Since we seem to be heading back into another round of "remoteFailed: [Failure instance: Traceback (failure with no frames): <class 'twisted.internet.error.ConnectionLost'>: Connection to the other side was lost in a non-clean fashion." it would be nice if we auto-retried, rather than randomly manually deciding whether or not someone might want a particular test result badly enough to poke buildduty about it.
I still haven't gotten a chance to look at this, but I will =\.
Hmmm, been digging into the Buildbot code and it looks like the Build object, which is responsible for deciding on overall Build status, doesn't work very well when an earlier step sets a worse status than a subsequent. In these cases, we have an early-ish step setting RETRY, and then once the slave disconnects, buildbot dumbly tries to run any steps marked as alwaysRun=True. Those fail out with an exception because the slave is already gone, and the Build object chooses to set the overall status as EXCEPTION rather than retry. So, there's two upstream bugs I'm going to address here: - Build object needs to be smarter about setting overall build status - Shouldn't run alwaysRun steps if a build fails out due to a slave disconnecting
Created attachment 481281 [details] [diff] [review] fix buildbot to stop overriding RETRY This patch is a combination of my two upstream buildbot commits that should resolve this bug: http://github.com/buildbot/buildbot/commit/8556b470586c72c5788587fec427959e9fe5a553 http://github.com/buildbot/buildbot/commit/90e38d541ce3114d3cd0faa38d1dfa0b0b713329
Comment on attachment 481281 [details] [diff] [review] fix buildbot to stop overriding RETRY survey of IRC told me I should still get review on this, even though it's upstream. Nick or Rail, either of you feel comfortable doing this?
Comment on attachment 481281 [details] [diff] [review] fix buildbot to stop overriding RETRY I don't have my head in the buildbot codebase so can't review this. However I would be interested in how the test results change with and without the first hunk. Just testStepDoneRetryOverridesAnythingElse ? And with 6 flavors of *On* settings, do you have a enough tests to make sure no combination regresses ?
I'm pretty certain I'm not changing anything subtle based on reading the code, but it's pretty trivial to add more tests -- I'll do that.
Created attachment 481577 [details] [diff] [review] fix regression, add more tests Good idea indeed, Nick. I ended up catching a regression. Here's an all inclusive patch that tests at least the default and non-default states of each of those flags.

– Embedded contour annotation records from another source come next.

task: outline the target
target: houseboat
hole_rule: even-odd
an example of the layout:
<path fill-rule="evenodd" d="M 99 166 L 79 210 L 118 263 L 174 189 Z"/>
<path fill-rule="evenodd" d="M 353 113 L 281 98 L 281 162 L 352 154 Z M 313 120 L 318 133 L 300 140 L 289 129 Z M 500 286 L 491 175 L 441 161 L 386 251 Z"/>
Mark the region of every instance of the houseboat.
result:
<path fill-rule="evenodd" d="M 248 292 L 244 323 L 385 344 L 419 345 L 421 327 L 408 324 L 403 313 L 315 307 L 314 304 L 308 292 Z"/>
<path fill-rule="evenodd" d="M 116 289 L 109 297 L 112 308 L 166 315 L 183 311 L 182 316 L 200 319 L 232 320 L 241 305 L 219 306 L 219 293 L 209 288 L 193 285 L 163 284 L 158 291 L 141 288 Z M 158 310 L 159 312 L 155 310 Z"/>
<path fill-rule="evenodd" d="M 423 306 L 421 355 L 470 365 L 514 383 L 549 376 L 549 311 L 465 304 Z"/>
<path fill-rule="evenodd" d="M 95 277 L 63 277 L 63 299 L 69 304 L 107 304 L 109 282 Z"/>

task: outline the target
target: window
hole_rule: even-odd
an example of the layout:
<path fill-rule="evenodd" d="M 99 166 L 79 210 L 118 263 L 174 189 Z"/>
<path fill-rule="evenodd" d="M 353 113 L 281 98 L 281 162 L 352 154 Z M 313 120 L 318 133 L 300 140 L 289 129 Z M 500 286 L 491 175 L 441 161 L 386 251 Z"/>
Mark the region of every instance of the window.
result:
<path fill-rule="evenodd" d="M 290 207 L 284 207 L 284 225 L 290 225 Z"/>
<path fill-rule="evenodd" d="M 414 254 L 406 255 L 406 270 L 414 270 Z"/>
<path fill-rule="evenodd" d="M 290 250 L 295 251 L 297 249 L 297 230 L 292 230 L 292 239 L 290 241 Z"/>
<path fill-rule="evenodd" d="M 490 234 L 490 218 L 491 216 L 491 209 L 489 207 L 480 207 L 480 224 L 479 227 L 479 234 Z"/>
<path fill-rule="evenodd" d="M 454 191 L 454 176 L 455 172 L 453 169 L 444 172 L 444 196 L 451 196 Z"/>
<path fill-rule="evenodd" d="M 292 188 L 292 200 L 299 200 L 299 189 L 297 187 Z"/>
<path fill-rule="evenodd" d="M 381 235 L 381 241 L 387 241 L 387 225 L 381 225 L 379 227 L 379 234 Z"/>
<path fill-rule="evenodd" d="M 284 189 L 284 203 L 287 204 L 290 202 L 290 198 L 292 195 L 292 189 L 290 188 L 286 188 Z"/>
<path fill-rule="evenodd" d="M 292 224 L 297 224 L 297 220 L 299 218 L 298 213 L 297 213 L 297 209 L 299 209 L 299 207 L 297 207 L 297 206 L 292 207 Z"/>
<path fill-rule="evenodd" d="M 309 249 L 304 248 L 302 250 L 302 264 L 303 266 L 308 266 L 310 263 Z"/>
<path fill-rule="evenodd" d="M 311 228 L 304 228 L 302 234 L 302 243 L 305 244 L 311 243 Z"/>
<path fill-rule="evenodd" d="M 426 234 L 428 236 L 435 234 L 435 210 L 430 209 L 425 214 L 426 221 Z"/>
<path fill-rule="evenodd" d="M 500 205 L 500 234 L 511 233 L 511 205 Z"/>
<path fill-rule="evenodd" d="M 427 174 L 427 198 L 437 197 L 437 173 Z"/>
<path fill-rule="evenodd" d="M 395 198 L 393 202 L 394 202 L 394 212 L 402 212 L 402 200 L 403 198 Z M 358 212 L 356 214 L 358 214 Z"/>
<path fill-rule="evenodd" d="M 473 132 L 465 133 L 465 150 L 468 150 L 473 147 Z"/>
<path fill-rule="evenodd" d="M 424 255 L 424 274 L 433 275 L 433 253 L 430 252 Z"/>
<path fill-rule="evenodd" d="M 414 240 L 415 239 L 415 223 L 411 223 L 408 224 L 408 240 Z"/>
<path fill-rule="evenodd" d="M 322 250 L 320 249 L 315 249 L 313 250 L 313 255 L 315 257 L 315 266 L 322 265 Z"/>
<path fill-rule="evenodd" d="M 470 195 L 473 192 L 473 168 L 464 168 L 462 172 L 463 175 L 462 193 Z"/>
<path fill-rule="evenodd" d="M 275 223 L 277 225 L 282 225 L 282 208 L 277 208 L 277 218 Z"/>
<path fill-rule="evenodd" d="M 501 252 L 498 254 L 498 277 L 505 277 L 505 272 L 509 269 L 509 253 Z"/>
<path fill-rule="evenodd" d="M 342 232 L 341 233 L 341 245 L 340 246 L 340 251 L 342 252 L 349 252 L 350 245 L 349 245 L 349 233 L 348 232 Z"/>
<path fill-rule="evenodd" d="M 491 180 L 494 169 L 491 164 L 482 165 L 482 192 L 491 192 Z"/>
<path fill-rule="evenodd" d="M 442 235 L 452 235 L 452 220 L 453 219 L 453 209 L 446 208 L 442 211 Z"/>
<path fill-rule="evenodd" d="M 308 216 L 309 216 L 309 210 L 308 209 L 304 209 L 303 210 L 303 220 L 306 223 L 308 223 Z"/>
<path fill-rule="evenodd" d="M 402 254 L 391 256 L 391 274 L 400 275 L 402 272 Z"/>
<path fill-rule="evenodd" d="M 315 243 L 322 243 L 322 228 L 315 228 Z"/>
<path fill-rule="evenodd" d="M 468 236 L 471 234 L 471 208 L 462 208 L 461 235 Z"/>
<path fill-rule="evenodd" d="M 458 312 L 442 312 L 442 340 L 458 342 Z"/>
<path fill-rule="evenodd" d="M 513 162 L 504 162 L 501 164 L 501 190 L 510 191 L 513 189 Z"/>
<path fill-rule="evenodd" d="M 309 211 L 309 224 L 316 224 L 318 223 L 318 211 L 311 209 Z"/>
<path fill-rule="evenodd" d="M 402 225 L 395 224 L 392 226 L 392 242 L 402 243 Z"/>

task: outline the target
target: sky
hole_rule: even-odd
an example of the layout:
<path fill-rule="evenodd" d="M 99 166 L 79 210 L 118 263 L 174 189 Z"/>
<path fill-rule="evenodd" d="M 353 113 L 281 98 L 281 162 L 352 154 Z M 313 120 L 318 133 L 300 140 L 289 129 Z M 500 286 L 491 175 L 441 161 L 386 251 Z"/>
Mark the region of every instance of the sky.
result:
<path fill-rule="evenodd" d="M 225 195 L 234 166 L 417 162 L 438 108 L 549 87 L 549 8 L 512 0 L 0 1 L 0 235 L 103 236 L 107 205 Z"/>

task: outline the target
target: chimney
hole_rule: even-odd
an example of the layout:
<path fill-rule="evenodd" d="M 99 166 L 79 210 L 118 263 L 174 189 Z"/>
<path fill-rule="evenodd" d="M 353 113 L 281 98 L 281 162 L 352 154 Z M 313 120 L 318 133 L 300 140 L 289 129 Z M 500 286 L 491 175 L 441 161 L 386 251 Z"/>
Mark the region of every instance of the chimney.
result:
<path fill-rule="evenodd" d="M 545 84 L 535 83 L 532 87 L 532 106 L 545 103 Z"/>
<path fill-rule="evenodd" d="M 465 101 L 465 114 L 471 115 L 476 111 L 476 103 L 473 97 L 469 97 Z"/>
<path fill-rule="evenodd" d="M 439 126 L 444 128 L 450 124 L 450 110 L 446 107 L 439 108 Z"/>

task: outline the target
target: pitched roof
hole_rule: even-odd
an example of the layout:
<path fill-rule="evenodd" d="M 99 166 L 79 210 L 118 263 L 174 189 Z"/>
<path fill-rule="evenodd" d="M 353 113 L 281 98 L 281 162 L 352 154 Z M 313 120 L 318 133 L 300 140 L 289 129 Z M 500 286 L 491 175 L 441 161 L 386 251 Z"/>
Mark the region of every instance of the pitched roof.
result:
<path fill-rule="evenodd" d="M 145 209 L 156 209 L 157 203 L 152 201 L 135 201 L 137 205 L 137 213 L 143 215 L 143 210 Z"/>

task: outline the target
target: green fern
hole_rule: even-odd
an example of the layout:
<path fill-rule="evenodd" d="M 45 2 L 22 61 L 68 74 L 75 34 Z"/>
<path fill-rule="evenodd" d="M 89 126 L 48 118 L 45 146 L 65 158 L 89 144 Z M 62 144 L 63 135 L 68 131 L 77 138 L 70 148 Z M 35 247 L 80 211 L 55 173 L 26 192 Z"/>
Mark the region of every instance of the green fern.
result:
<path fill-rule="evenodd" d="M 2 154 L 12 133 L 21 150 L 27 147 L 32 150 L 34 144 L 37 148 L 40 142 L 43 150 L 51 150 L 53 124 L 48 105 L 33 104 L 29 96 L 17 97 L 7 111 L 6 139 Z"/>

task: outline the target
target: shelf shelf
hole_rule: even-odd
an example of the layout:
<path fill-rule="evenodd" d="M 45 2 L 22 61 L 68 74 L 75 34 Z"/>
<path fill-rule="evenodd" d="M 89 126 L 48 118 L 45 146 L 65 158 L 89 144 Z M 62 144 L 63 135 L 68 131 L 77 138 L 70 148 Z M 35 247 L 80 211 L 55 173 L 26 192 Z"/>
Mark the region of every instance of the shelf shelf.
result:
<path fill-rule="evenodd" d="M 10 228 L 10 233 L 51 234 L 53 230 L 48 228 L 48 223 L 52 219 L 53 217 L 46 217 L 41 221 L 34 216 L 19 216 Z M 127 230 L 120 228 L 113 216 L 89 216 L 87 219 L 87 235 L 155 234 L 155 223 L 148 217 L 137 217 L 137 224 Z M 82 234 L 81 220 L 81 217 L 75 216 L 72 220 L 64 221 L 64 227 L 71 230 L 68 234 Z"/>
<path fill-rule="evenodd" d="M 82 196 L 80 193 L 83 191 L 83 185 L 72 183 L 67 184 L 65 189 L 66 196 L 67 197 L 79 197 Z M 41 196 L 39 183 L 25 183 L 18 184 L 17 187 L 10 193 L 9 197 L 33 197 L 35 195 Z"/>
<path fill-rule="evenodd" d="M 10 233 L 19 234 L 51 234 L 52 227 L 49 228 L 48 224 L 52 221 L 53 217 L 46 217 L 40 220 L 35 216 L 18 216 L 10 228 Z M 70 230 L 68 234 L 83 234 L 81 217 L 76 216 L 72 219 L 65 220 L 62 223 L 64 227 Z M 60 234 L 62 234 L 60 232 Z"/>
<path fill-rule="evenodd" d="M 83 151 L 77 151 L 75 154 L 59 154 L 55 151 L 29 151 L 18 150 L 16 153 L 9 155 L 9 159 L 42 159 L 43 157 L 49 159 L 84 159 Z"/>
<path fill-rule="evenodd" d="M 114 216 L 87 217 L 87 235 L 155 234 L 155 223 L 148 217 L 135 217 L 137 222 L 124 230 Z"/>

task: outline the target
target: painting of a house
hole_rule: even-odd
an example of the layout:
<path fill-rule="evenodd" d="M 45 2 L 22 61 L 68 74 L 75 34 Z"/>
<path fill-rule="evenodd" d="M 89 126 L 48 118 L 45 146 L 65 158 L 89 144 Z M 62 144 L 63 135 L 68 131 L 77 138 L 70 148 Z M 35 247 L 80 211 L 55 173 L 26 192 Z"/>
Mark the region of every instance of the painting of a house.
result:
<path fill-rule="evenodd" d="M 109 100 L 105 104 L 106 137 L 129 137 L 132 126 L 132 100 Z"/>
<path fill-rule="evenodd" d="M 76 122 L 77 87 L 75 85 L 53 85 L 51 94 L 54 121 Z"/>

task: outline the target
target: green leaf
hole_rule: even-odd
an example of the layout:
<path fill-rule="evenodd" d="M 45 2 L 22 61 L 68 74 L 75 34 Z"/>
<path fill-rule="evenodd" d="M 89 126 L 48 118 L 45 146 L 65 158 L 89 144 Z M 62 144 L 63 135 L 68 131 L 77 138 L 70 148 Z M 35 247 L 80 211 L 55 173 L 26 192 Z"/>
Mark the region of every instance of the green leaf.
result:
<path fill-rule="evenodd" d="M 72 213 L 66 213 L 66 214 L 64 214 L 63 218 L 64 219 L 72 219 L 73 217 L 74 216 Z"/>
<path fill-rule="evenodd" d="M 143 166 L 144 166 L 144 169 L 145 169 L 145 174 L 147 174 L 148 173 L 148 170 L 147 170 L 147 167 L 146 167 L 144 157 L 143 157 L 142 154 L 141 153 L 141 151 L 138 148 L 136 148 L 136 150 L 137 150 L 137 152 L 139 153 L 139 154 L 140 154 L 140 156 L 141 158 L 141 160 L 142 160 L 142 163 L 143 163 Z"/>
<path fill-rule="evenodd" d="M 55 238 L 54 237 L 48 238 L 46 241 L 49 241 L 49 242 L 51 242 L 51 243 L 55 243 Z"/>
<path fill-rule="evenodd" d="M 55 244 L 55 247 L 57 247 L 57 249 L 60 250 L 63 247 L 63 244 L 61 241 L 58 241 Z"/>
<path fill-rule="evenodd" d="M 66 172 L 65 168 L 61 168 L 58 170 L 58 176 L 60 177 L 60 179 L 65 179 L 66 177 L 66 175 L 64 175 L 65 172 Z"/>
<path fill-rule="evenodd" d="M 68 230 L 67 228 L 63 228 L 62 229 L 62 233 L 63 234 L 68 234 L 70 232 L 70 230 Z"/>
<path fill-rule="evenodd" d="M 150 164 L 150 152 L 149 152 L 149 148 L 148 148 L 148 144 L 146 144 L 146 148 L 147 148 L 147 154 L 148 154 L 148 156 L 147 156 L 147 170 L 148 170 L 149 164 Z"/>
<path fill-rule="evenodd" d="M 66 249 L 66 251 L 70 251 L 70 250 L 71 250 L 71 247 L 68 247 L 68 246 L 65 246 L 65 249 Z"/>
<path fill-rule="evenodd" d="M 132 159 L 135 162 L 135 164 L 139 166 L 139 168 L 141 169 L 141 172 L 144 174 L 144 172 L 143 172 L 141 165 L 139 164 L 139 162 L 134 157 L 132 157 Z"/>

Testing every possible combination isn't _quite_ possible (5 step results ^ 6 flags ^ 2), but this covers a much better portion than before.
Comment on attachment 481577 [details] [diff] [review] fix regression, add more tests Looks good. The only confusing for me is the description of warnOnWarnings in the documentation: warnOnWarnings when True, a WARNINGS or _FAILURE_ of this build step will mark the overall build as having WARNINGS. The remaining steps will still be executed. I you really want to mark overall result as WARNINGS when warnOnWarnings is set and the step result is FAILURE, you need another "if" in "if result == FAILURE" section.
(In reply to comment #8) > Comment on attachment 481577 [details] [diff] [review] > fix regression, add more tests > > Looks good. The only confusing for me is the description of warnOnWarnings in > the documentation: > > warnOnWarnings > when True, a WARNINGS or _FAILURE_ of this build step will mark the overall > build as having WARNINGS. The remaining steps will still be executed. > > I you really want to mark overall result as WARNINGS when warnOnWarnings is set > and the step result is FAILURE, you need another "if" in "if result == FAILURE" > section. Seems like a documentation error to me. Here's the old code: http://github.com/buildbot/buildbot/blob/a09caa3ce81adc89c61730b57180b7066348a465/master/buildbot/process/base.py#L399 ...which doesn't match the docs afaict. I'm going to guess that somebody copied/pasted from flunkOnWarnings and didn't change it enough. I'll fix them, too.
This is ready to land in the next tree closure window.
Comment on attachment 481577 [details] [diff] [review] fix regression, add more tests Landed w/out the tests, because test_process_base.py doesn't exist in our repo (it was added post-0.8.1). changeset: 95:58225ba72678
I'm in the process of updating our masters for this now.
I just confirmed that this is working on one of the masters w/ the new code.
(for posterity, I tested by kill -9'ing the buildbot process on the slave, which caused the build to finish with RETRY and was automatically restarted)
This should be active on all the 0.8.0 masters now.